These golden chocolate caramel pretzel rods are a cute host gift for the holidays or just make them and keep them to yourself! Whatevs...
In a high-powered blender, add pitted dates, water, coconut cream, tapioca starch, vanilla extract, and sea salt. Blend until very smooth.
In a saucepan, melt vegan butter and add the cane sugar on low to medium heat. Stir to combine. When the butter is mostly melted, you can turn the heat up slightly and add in the date mixture and stir until combined.

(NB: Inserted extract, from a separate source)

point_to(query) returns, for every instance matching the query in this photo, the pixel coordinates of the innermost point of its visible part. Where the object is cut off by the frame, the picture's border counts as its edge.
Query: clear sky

Meanwhile, prepare two baking sheets lined with wax paper and prepare the sponge toffee while the caramel cools down.
In a small bowl or measuring cup, combine the gold pearl dust and water.
Once the sugar mixture reaches 300°F which is hard candy-crack stage (this took about 18 minutes on my stove top), take the pot off heat and whisk in the baking soda until combined. Don’t continue whisking as you want air to remain the mixture. The mixture will begin to foam right away and double in size.
By now, your caramel will be cooled enough and slightly thicker. Pour the caramel into a heat-safe cup or mug that is about 4-inches tall and ensure the mouth of the cup is about 2 1/2-inches wide.
Once the sponge toffee is completely cooled, break the large piece in half. Place one half in a large resealable plastic bag, removing the air. Use a rolling pin to bash the toffee to create small crumbs. It’s very therapeutic! Pour into a wide shallow dish and set aside until you’re coating the caramel pretzel rods.
To make the chocolate coating, melt 8 ounces of dark chocolate wafers at a time over a double boiler until smooth and entirely melted. Clean out the same mug or cup you used for the date caramel, and pour in the melted chocolate.
These should be made 1 day in advance of gifting and eaten within 1 to 2 days max. for total freshness.